Mutações no gene FBN1 podem resultar na diminuição da quantidade de fibrilina-1 funcional, prejudicando a formação das microfibrilas e causando enfraquecimento do tecido conjuntivo e também não controlando adequadamente a liberação dos fatores de crescimento, gerando crescimento excessivo de alguns tecidos. Já foram descritas mais de 2.000 variações patogênicas no gene FBN1 associadas à Síndrome de Marfan, sendo que cerca de 25% delas são mutações de novo. Quase todas as mutações apresentam penetrância completa, mas alguns portadores da mutação no gene FBN1 não apresentam qualquer sinal evidente de doença.

Como diagnosticar a Síndrome de Marfan

O diagnóstico de Síndrome de Marfan é estabelecido através do preenchimento de critérios clínicos e genéticos.

O médico avalia o histórico clínico e familiar do paciente com suspeita da condição genética, a fim de verificar as alterações características da Síndrome. Exames de olho, bem como ressonância magnética, ecocardiograma e radiografias podem auxiliar na investigação das alterações oculares, cardíacas e esqueléticas.

Já os exames de diagnóstico genético para a Síndrome de Marfan analisam o DNA do paciente em busca de mutações no gene FBN1. Menos de 10% dos portadores da Síndrome não apresentam alterações nesse gene, possivelmente por uma deleção completa do alelo ou por mutações que alteram a expressão do gene FBN1.

A Mendelics realiza o sequenciamento do gene FBN1, e também possui o Painel de Síndrome de Marfan e Doenças Correlatas, investigando por sequenciamento completo e avaliação do número de cópias (CNV) de 61 genes associados à Síndrome de Marfan e seus diagnósticos diferenciais, incluindo a Síndrome de Loeys-Dietz, homocistinúria, genes de susceptibilidade ao desenvolvimento de aneurisma de aorta, Síndrome de Stickler, Síndrome de Ehlers-Danlos, entre outros.

Todo exame genético de diagnóstico só é feito a partir de um pedido médico.

Em seus exames, a Mendelics usa as melhores ferramentas e análises para tornar o diagnóstico genético rápido, preciso e acessível. Quer saber mais sobre os exames da Mendelics? Deixe sua pergunta nos comentários abaixo ou entre em contato com a nossa equipe pelo telefone (11) 5096-6001 ou através do nosso site.

Revisão

O que é a Síndrome de Marfan?

A Síndrome de Marfan é uma doença de caráter autossômico dominante, associada a mutações no gene FBN1, que codifica a proteína fibrilina-1, um dos componentes da matriz extracelular. 

Quais são os sintomas da Síndrome de Marfan?

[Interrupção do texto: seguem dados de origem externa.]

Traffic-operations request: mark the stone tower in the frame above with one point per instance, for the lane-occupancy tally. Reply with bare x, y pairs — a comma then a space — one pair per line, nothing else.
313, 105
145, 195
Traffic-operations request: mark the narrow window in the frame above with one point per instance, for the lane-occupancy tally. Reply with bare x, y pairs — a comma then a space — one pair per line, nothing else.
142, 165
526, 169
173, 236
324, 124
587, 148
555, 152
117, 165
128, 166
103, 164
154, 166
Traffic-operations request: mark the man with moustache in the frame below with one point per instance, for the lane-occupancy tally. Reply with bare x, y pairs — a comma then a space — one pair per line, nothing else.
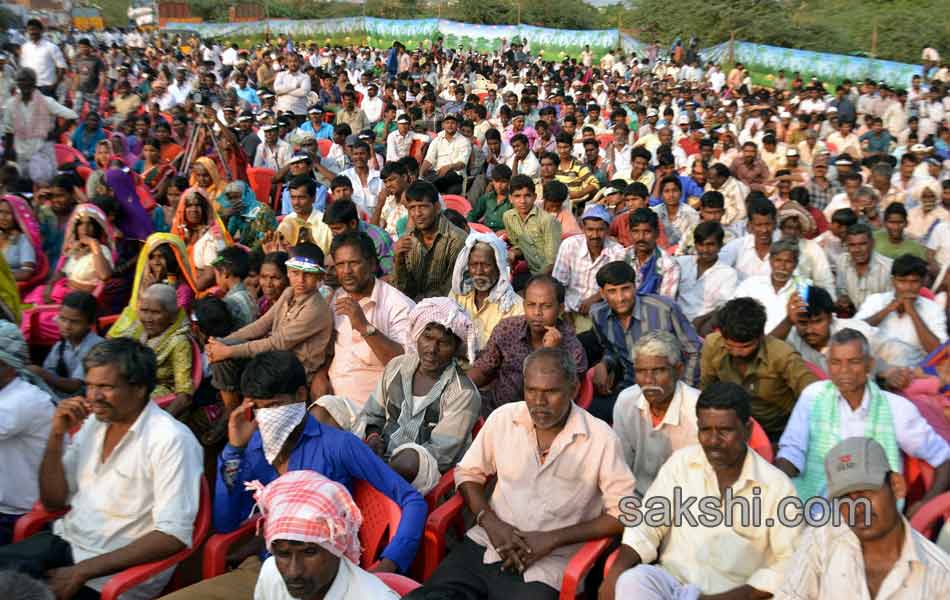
123, 512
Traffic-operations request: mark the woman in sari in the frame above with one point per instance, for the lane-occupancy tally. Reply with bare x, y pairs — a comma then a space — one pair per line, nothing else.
20, 239
88, 135
85, 264
197, 223
250, 220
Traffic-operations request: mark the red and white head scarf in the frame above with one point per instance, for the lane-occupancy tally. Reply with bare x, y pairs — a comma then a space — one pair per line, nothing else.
304, 506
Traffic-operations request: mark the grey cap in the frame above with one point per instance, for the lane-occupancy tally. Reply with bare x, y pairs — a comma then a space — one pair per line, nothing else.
855, 464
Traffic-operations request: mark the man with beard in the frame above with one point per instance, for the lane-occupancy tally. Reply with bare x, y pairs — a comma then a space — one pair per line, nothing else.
559, 478
657, 416
679, 560
272, 434
875, 553
481, 285
115, 520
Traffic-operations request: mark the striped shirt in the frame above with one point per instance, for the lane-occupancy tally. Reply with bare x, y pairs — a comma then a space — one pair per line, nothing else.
650, 312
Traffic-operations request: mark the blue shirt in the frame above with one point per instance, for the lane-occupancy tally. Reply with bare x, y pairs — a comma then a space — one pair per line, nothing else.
339, 456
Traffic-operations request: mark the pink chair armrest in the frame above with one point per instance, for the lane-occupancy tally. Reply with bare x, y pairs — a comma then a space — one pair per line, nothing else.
580, 565
214, 562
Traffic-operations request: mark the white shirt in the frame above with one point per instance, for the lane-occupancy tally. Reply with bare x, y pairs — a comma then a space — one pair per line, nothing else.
364, 197
44, 58
24, 429
350, 583
901, 327
914, 434
149, 483
698, 296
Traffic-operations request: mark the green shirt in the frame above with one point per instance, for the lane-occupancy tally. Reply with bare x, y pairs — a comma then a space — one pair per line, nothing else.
488, 212
884, 246
538, 238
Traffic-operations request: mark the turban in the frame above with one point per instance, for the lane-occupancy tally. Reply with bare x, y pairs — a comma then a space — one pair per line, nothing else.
304, 506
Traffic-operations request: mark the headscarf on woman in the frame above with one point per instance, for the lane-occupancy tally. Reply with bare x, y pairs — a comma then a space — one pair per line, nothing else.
134, 221
129, 317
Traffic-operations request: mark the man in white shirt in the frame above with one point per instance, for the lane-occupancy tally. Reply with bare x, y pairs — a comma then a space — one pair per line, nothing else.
851, 404
24, 426
44, 57
657, 416
876, 554
689, 560
292, 88
904, 316
131, 477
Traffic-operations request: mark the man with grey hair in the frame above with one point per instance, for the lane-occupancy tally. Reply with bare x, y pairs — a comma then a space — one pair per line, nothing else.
851, 404
777, 289
657, 416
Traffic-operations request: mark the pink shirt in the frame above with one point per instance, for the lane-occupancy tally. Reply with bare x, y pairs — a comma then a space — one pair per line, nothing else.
583, 477
355, 369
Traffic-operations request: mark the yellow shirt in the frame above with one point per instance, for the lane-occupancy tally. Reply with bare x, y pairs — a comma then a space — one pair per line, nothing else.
486, 317
720, 558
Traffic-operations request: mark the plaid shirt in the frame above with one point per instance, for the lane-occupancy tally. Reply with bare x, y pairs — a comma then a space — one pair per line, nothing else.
650, 312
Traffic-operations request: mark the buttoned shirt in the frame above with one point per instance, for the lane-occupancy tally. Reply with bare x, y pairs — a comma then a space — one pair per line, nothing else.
646, 444
858, 287
718, 559
150, 482
775, 376
356, 369
583, 477
443, 151
829, 565
702, 294
537, 236
578, 272
650, 312
915, 436
426, 272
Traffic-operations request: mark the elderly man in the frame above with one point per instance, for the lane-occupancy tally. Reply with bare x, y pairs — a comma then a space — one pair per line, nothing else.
852, 404
29, 121
741, 352
311, 527
481, 285
657, 416
424, 433
721, 561
130, 477
875, 553
559, 478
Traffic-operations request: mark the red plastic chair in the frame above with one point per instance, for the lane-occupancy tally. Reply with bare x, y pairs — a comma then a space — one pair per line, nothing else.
122, 582
457, 203
381, 518
926, 519
400, 584
261, 180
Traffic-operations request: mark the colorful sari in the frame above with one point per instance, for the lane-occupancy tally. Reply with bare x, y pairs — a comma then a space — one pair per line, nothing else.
213, 239
76, 263
186, 289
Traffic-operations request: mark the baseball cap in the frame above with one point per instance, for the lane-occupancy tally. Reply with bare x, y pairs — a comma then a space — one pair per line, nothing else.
855, 464
596, 211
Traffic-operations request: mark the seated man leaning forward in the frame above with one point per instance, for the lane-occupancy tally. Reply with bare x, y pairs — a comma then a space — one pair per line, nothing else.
271, 434
131, 477
693, 559
311, 527
657, 416
560, 477
421, 414
874, 552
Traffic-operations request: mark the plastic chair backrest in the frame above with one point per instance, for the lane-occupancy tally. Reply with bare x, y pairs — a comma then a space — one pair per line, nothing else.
400, 584
381, 518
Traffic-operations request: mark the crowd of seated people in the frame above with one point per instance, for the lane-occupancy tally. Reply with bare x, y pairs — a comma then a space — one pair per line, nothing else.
303, 314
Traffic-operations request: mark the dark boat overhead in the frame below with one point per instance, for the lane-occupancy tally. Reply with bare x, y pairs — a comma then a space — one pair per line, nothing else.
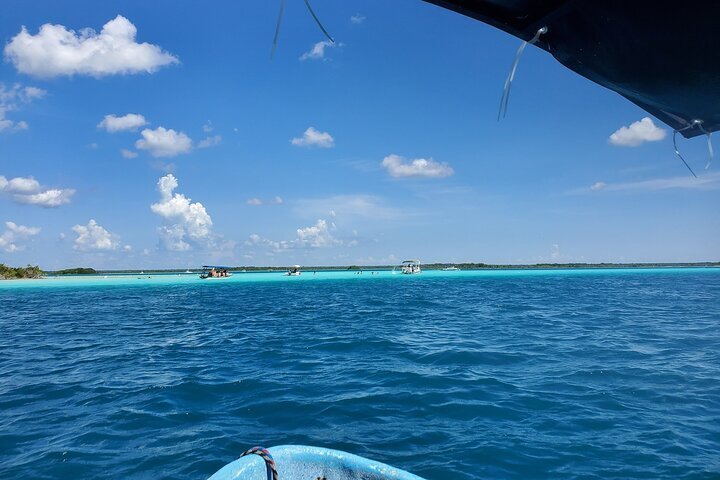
662, 55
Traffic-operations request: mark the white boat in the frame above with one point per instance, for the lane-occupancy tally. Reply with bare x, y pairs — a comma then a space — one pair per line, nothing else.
215, 271
410, 267
293, 271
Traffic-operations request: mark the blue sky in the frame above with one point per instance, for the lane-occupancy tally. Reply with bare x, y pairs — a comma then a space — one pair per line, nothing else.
187, 144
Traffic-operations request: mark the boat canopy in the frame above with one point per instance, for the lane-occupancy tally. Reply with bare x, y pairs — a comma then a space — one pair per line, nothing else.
662, 55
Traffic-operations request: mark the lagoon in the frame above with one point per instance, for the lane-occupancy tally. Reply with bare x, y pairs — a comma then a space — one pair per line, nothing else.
606, 373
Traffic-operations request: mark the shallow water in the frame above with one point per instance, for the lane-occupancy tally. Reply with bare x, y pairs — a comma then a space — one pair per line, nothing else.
520, 374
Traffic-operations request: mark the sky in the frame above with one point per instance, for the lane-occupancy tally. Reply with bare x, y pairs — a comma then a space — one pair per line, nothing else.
163, 135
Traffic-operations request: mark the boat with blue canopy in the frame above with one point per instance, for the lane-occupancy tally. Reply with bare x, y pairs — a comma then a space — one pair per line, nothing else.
215, 271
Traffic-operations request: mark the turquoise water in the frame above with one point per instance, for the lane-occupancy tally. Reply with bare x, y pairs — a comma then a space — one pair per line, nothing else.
490, 374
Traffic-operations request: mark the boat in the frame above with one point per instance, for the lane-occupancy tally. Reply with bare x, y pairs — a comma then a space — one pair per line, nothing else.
293, 271
301, 462
410, 267
215, 271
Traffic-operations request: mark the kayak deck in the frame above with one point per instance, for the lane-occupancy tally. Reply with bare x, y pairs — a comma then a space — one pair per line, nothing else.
300, 462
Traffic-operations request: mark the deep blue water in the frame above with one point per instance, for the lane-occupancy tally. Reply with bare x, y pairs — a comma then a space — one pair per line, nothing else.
552, 375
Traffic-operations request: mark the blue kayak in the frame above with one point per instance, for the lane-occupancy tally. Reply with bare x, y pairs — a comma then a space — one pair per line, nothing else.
299, 462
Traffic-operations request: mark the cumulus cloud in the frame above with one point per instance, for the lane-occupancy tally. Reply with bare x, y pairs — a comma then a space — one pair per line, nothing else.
257, 202
317, 235
314, 138
357, 206
128, 153
93, 237
56, 51
637, 134
210, 141
709, 181
398, 167
163, 142
112, 123
14, 234
13, 98
28, 191
318, 50
185, 222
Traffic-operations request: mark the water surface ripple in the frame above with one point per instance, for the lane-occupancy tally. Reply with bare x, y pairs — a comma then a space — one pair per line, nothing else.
503, 376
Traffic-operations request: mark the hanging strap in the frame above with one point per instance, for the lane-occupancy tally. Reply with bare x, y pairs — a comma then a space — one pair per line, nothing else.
508, 81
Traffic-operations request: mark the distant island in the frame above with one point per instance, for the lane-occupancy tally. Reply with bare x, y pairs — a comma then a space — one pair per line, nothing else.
425, 266
30, 271
75, 271
10, 273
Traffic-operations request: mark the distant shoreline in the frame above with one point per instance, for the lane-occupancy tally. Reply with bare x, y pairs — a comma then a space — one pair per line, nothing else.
430, 266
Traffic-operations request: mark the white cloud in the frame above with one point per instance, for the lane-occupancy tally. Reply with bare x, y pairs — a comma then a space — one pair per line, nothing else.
186, 222
419, 167
318, 50
257, 202
163, 142
210, 141
314, 138
56, 50
49, 198
11, 99
14, 233
710, 181
28, 191
637, 133
21, 185
359, 206
112, 123
93, 237
256, 240
128, 153
317, 235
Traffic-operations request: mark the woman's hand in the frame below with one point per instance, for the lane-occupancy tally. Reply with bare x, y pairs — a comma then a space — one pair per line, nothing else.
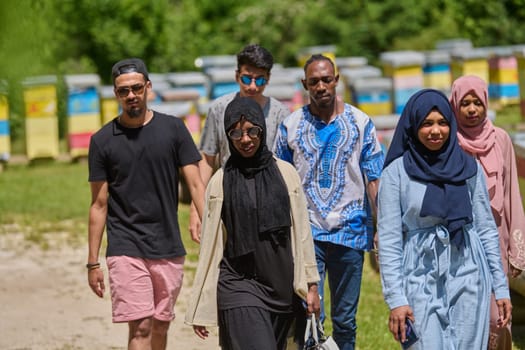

Na Síndrome de Marfan, ocorre a apresentação de sinais e sintomas em diversos sistemas do organismo, incluindo alterações oculares, cardiovasculares, musculoesqueléticas e pulmonares.

Como é feito o diagnóstico de Síndrome de Marfan?

O diagnóstico de Síndrome de Marfan é estabelecido através do preenchimento de critérios clínicos e genéticos.

Qual o tratamento para Síndrome de Marfan?


O tratamento deve ser feito de maneira individualizada, de acordo com as manifestações clínicas, e pode compreender desde medicamentos até cirurgias corretivas.